I'm reading the Pytorch documentation and I have a couple of questions about the neural network that is introduced. The documentation defines the following network:
import torch
import torch.nn as nn
import torch.nn.functional as F
class Net(nn.Module):
def __init__(self):
super(Net, self).__init__()
# 1 input image channel, 6 output channels, 3x3 square convolution
# kernel
self.conv1 = nn.Conv2d(1, 6, 3)
self.conv2 = nn.Conv2d(6, 16, 3)
# an affine operation: y = Wx + b
self.fc1 = nn.Linear(16 * 6 * 6, 120) # 6*6 from image dimension
self.fc2 = nn.Linear(120, 84)
self.fc3 = nn.Linear(84, 10)
def forward(self, x):
# Max pooling over a (2, 2) window
x = F.max_pool2d(F.relu(self.conv1(x)), (2, 2))
# If the size is a square you can only specify a single number
x = F.max_pool2d(F.relu(self.conv2(x)), 2)

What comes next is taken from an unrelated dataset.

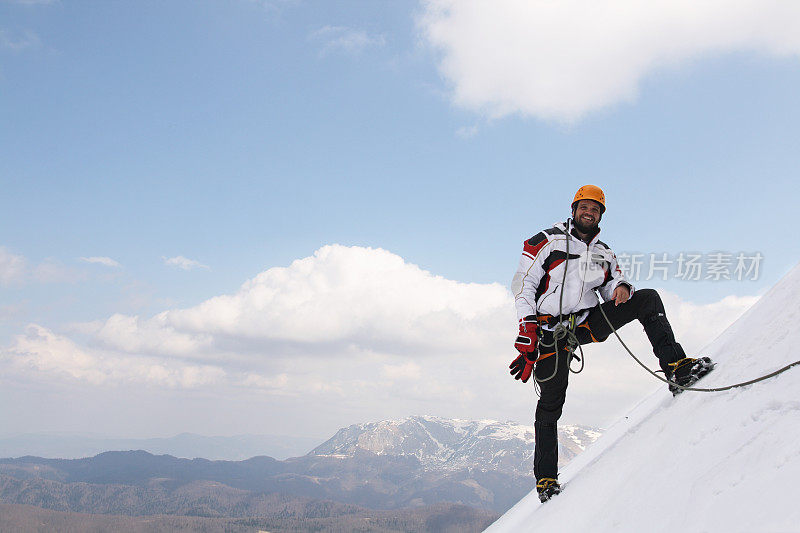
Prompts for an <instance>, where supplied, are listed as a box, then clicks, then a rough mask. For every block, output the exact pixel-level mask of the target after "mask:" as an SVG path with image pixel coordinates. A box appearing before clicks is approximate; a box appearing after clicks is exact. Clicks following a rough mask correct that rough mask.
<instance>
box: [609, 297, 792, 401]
mask: <svg viewBox="0 0 800 533" xmlns="http://www.w3.org/2000/svg"><path fill="white" fill-rule="evenodd" d="M597 306H598V307H599V308H600V312H601V313H602V314H603V318H605V319H606V322H607V323H608V325H609V327H610V328H611V330H612V331H613V332H614V335H616V337H617V339H619V342H620V344H622V347H623V348H625V350H626V351H627V352H628V354H630V356H631V357H633V359H634V361H636V362H637V363H639V365H640V366H641V367H642V368H644V369H645V370H647V372H649V373H650V374H651V375H652V376H653V377H655V378H656V379H659V380H661V381H663V382H664V383H666V384H668V385H672V386H673V387H676V388H678V389H681V390H690V391H695V392H721V391H725V390H730V389H735V388H737V387H744V386H746V385H752V384H753V383H758V382H759V381H764V380H765V379H769V378H771V377H774V376H777V375H778V374H782V373H783V372H786V371H787V370H789V369H790V368H792V367H793V366H797V365H800V361H795V362H794V363H790V364H788V365H786V366H785V367H783V368H779V369H778V370H776V371H775V372H770V373H769V374H766V375H764V376H761V377H758V378H755V379H751V380H749V381H743V382H741V383H734V384H733V385H728V386H725V387H714V388H710V389H701V388H698V387H684V386H682V385H678V384H677V383H675V382H674V381H670V380H668V379H664V378H662V377H661V376H659V375H658V374H656V373H655V372H653V371H652V370H650V369H649V368H648V367H647V365H645V364H644V363H642V362H641V361H640V360H639V358H638V357H636V356H635V355H634V354H633V352H632V351H631V349H630V348H628V345H627V344H625V341H623V340H622V337H620V336H619V333H617V329H616V328H615V327H614V325H613V324H612V323H611V320H609V318H608V315H606V312H605V310H604V309H603V306H602V305H600V304H597Z"/></svg>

x = x.view(-1, self.num_flat_features(x))
x = F.relu(self.fc1(x))
x = F.relu(self.fc2(x))
x = self.fc3(x)
return x
def num_flat_features(self, x):
size = x.size()[1:] # all dimensions except the batch dimension
num_features = 1
for s in size:
num_features *= s
return num_features
Later on, the following statement is made:
Let try a random 32x32 input. Note: expected input size of this net (LeNet) is 32x32. To use this net on MNIST dataset, please resize the images from the dataset to 32x32.
Question 1: Why do the images need to be 32x32 (where I assume that this means 32 pixels by 32)?
The first convolution applies six kernel to an image, with every kernel being 3x3. This means that if the input channel is 32x32, the six output channels all have dimensions 30x30 (the 3x3 kernel grid makes you lose 2 pixels in width and height). The second convolution applies more kernels so that there now are sixteen output channels of dimensions 28x28 (again the 3x3 kernel grid makes you lose 2 pixels in width and height). Now I would expect 16x28x28 nodes in the next layer, since every one of the sixteen output channels has 28x28 pixels. Somehow, this is incorrect, and the next layer contains 16x6x6 nodes. Why is this true?
Question 2: The second convolution layer goes from six input channels to sixteen output channels. How is this done?
In the first convolution layer we go from one input channel to six input channels, which makes sense to me. You can just apply six kernels to the single input channel to arrive at six output channels. Going from six input channels to sixteen output channels does not make as much sense to me. How are the different kernels applied? Do you apply two kernels to the first five input channels to arrive at ten output channels, and apply six kernels to the last input channel, so that the total comes to sixteen output channels? Or does the neural network learn itself to use x kernels and apply them to the input channels that it finds most suitable?